The world in front of us got very bright, which meant the world behind had gotten even brighter. The kaiju had gone off.
“It’s about to get very bumpy,” Satie warned us. “Dr. Lautagata, if you want to throw up now, you go right ahead.”
* * *
“I did not throw up,” Kahurangi said, at dinner that night, as he recounted the day’s events to Aparna and Niamh. He and I had just gotten out of an hours-long meeting with Brynn MacDonald, her Blue Team counterpart, Jeneba Danso, Tom Stevens, and the leads of the biology and physics labs, going over everything from our helicopter ride. Martin Satie had been excused to tend to his helicopter. Apparently, he would be going out again soon.
“No, you just got enough radiation passing through your body to spontaneously turn into a tumor,” Niamh said.
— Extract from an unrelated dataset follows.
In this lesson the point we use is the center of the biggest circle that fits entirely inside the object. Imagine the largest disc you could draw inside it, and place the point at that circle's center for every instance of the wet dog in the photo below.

“I’m pretty sure it doesn’t work like that,” Kahurangi replied.
“That’s just what a person who has spontaneously turned into a tumor would say.”
Kahurangi turned to Aparna. “You’re the biologist here. Help me.”
“I’m not saying you are a sentient tumor,” Aparna said. “But I would have to run some tests to be sure.”
Kahurangi pointed at me. “Jamie was in the same helicopter! Where are the tumor accusations there?”
“I am definitely mostly tumor at this point,” I admitted.
“I thought we were friends,” Kahurangi said, narrowing his eyes at me.
“Tumors have no friends,” I replied. “In other news, I found out today that Kahurangi has a doctorate.”
“I mean, we all have doctorates.” Aparna pointed to herself. “Dr. Chowdhury.” She pointed to Niamh. “Dr. Healy.”
“Fun fact, Healy means ‘scientific’ in Gaelic,” Niamh said. “I am Dr. Scientific. You may bow to me now.”
“I think I won’t,” I said.
“Look at that, the tumor is jealous it only has a master’s.”
“I am not. Okay, maybe a little.”
“We still like you,” Aparna said.
“And by like, we mean ‘pity,’” Niamh added.